Search code examples
pythonunixrar

Untar file in Python script with wildcard


I am trying in a Python script to import a tar.gz file from HDFS and then untar it. The file comes as follow 20160822073413-EoRcGvXMDIB5SVenEyD4pOEADPVPhPsg.tar.gz, it has always the same structure.

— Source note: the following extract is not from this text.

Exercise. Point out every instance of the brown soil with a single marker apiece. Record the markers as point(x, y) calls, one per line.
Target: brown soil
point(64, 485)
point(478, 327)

In my python script, I would like to copy it locally and the extract the file. I am using the following command to do this:

import subprocess
import os
import datetime
import time

today = time.strftime("%Y%m%d")

#Copy tar file from HDFS to local server
args = ["hadoop","fs","-copyToLocal", "/locationfile/" + today + "*"]

p=subprocess.Popen(args)

p.wait()

#Untar the CSV file 
args = ["tar","-xzvf",today + "*"]

p=subprocess.Popen(args)

p.wait()

The import works perfectly but I am not able to extract the file, I am getting the following error:

['tar', '-xzvf', '20160822*.tar']
tar (child): 20160822*.tar: Cannot open: No such file or directory
tar (child): Error is not recoverable: exiting now
tar: Child returned status 2
tar: Error is not recoverable: exiting now
put: `reportResults.csv': No such file or directory

Can anyone help me?

Thanks a lot!


Solution

  • I found a way to do what I needed, instead of using os command, I used python tar command and it works!

    import tarfile
    import glob
    
    os.chdir("/folder_to_scan/")
    for file in glob.glob("*.tar.gz"):
        print(file)
    
    tar = tarfile.open(file)
    tar.extractall()
    

    Hope this help.

    Regards Majid